Hierarchical data blobs & partial fetches
Blobs may be in a hierarchy such that the on-chain IPFS hash points only to the "root" blob that contains the header and the actual indexed data could be in child IPFS blobs (whose IPFS CIDs are contained in the root blob or header) so entities listening for events by specific accounts on Headjack may download only these headers and determine which "leaf" blobs they need to fetch for the data they are interested in (if any). Sparse bitsets & bloom filters could be used to quickly scan for the presence of activity by specific accounts.

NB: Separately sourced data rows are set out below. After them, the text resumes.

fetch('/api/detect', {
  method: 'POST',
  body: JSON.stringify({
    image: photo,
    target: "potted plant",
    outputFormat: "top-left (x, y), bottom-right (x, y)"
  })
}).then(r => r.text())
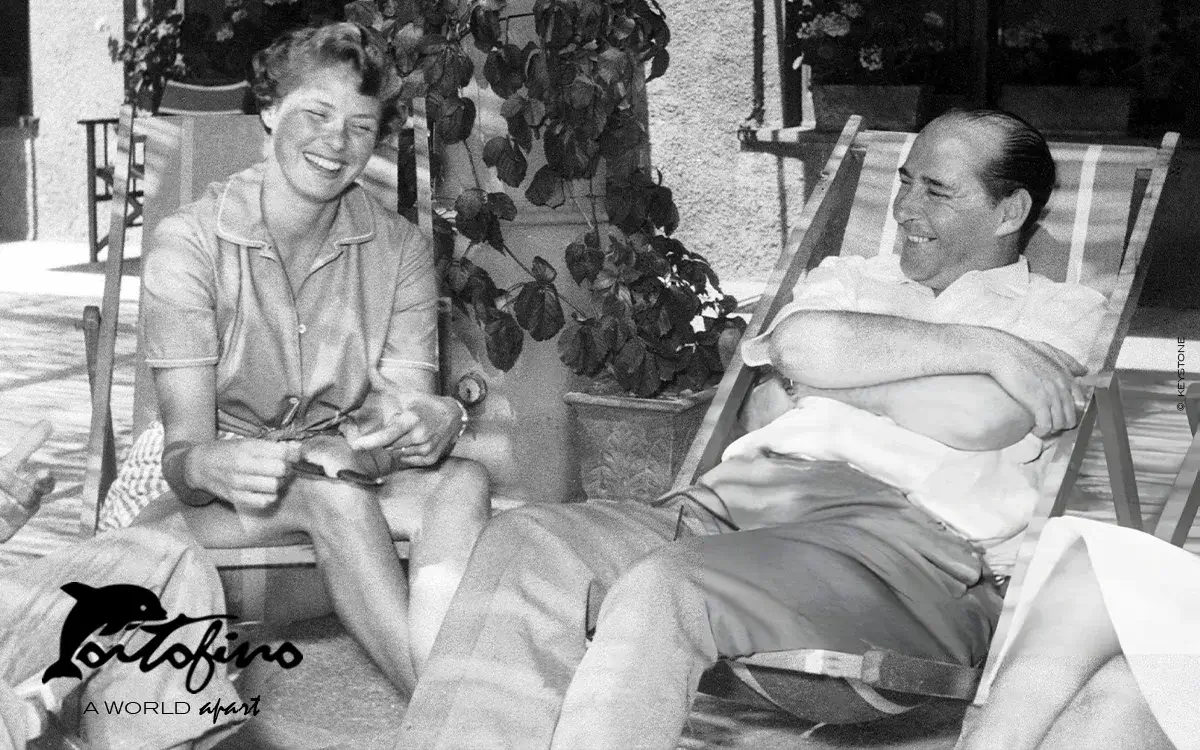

Direct IPFS connections & horizontal scaling
Applications can advertise the multiaddress of their IPFS nodes on-chain so that each blob of content that gets published can be downloaded by others instantly by manually connecting with IPFS’s “swarm connect” functionality - avoiding the use of the DHT for each new blob CID which may take tens of minutes. They can provide addresses to multiple IPFS nodes as a cluster for horizontal scaling and use Pinset orchestration - designed for Automated data availability and redundancy.

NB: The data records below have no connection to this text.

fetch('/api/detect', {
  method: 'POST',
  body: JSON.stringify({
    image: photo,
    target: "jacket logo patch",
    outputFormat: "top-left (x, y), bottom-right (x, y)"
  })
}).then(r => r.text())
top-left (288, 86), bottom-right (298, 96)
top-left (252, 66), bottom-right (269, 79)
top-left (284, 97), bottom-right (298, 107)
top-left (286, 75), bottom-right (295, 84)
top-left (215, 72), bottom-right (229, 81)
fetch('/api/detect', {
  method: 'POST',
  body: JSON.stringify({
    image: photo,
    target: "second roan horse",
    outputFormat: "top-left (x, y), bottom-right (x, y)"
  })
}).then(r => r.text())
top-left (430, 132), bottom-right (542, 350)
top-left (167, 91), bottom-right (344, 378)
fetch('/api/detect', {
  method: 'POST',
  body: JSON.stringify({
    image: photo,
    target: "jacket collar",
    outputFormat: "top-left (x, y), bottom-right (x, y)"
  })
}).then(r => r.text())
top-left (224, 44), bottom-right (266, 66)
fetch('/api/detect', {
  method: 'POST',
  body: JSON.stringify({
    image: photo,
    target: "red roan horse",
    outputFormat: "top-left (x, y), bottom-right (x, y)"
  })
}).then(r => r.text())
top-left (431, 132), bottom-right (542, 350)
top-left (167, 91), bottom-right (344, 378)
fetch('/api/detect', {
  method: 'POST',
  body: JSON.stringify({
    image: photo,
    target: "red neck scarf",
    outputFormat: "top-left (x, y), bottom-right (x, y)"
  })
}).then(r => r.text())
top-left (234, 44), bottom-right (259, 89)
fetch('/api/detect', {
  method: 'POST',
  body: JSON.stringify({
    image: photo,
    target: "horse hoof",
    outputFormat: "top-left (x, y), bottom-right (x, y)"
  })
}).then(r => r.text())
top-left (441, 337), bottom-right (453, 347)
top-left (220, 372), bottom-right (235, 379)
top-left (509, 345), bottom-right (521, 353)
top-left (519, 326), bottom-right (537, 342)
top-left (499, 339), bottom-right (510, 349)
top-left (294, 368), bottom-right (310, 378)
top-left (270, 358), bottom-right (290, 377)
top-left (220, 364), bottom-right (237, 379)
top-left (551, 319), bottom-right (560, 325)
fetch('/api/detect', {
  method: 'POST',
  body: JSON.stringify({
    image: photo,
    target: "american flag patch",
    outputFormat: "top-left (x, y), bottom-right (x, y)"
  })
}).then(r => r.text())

Applications may choose not to use IPFS at all - what they must do is anchor their blobs with a Merkle root and provide some on-chain advertised means to retrieve the data (example: REST/RPC endpoints in their on-chain account). We expect that IPFS will be the lowest common denominator and will always be used no matter what other solutions are also available.

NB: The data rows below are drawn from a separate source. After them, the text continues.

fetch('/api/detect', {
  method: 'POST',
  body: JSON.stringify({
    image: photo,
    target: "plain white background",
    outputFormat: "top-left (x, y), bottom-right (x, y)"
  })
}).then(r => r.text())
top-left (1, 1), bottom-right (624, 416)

Sharing data before anchoring it
Applications can talk to each other directly by using their on-chain advertised REST/RPC endpoints and may ask for the events & messages that are not yet published by the other applications. This way they could display "remote" events locally while they are still in the "mempool" and allow their own users to interact with those events from other applications. This is possible because URIs are stable even before publication - see Stable intra-blob addressing before publishing. High activity applications can interoperate and no longer be a slave to the block time. However:
- Applications should display events that are not yet anchored in the UI differently - especially if coming from another application.
- Events that refer to each other but are from different applications and have not yet been anchored on-chain could end up committed in the wrong order (if one of the applications skips a few blocks and commits at a later one) - such that an event from the past is referring to an event from the future - breaking referential integrity. However, messages have a timestamp field and could also have the current block height at the time of creation - useful for sorting.
How to retrieve data for a random URI
There are multiple options:
- The entire original blob with an IPFS CID might still be retrievable from the original application account that posted it or anyone else that has pinned the data.
- The user account might be using an archival service for all their activity and they can point to that archival service on-chain in their account for others to retrieve their messages.
- Other well-known players without a direct on-chain connection to the application/user in a URI could be asked if they have the content:
- Infrastructure companies that do the heavy lifting for applications and store everything.
- The analog of the Internet Archive in this ecosystem that also stores everything.
- IPFS can be forked & reused with the following change: instead of delivering content based on the CID hash it can deliver the data + the necessary proofs based on Headjack URIs or their hash (they are unique) - any individual off-chain message that's been anchored would be retrievable as long as someone is hosting it in this p2p network (which needs bootstrapping - could be part of Headjack nodes). However, this won't be very performant due to the granular nature of individual messages with a URI and the use of a global DHT.